Jack Tempest had caught it with that hat stand that Mr Karlssen had bought for his Stetsons and twirled it around like a cheerleader’s baton and thrown it straight back at him, scoring an unbelievable bull’s-eye first time. It had been a hell of a shot. I personally couldn’t believe it. I mean, of all the things to be good at! Tempest must’ve had one of those neck ties himself (and presumably a similar make of hat stand) because I couldn’t see how he could’ve possibly made a shot like that without months of practice. Still, that’s Jack Tempest for you. And he wonders why everyone hates him.

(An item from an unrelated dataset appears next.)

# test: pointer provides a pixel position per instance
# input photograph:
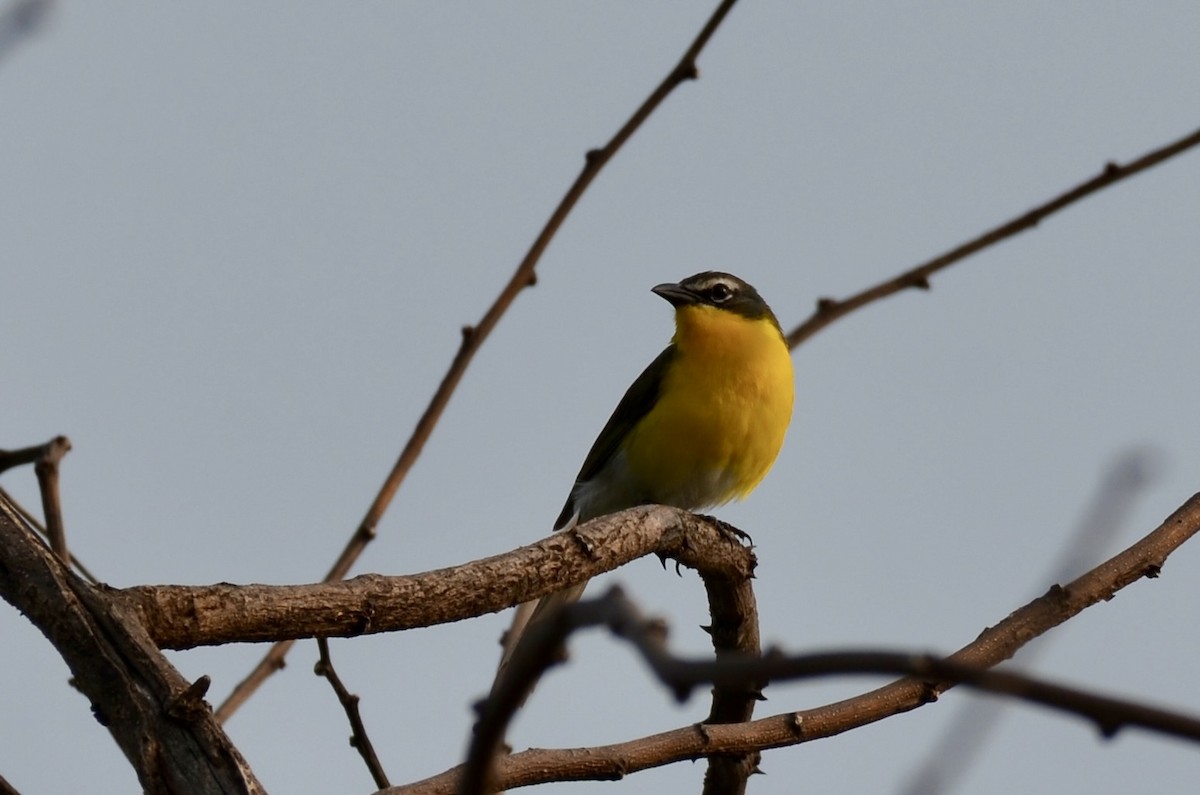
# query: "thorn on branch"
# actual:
(189, 704)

Anyway, that had been the official version of Mr Karlssen’s death although it hadn’t actually been the end of him, because Tempest had ducked out to go after Silverfish while Mr Karlssen had still been struggling. Under normal circumstance one of us might have come to his aid but no one lifted a finger to save him. Oh we’d all been there, and close enough to untwine the boleadoras, but no one felt so inclined, not after all we’d endured at his hands, so we folded our arms, passed around the fags and watched him turn several shades of scarlet as he choked on this ultimate betrayal.
Mr Gonzales made sure with a bullet to the head – which is what Tempest should’ve done – then rejoined the battle. Personally, I decided to leave it when I saw all those airborne troops parachuting in and I got as far as Panama before The Agency had to pick me up once more.
So I’d had my fair share of run-ins with right-hand men but none, not even Mr Karlssen, compared with Sun Dju, who was the fruitiest bird I’d ever known – in every sense of the word.
I’d not crossed her path before but she’d come to the island just as we were completing the cherries’ basic training. She’d been accompanying her boss, Xian Xe Xu, who liked to be called X3 – which would’ve been okay had we been his Facebook friends but which created problems when we’d had to address him verbally. No one knew what to call him. X cubed? X to the power of three? Triple X? Nine X? I mean, seriously, what’s your name mate? In the event most of us had simply played it safe and called him “sir” to his face and “that X bloke” behind his back, which seemed to do the trick.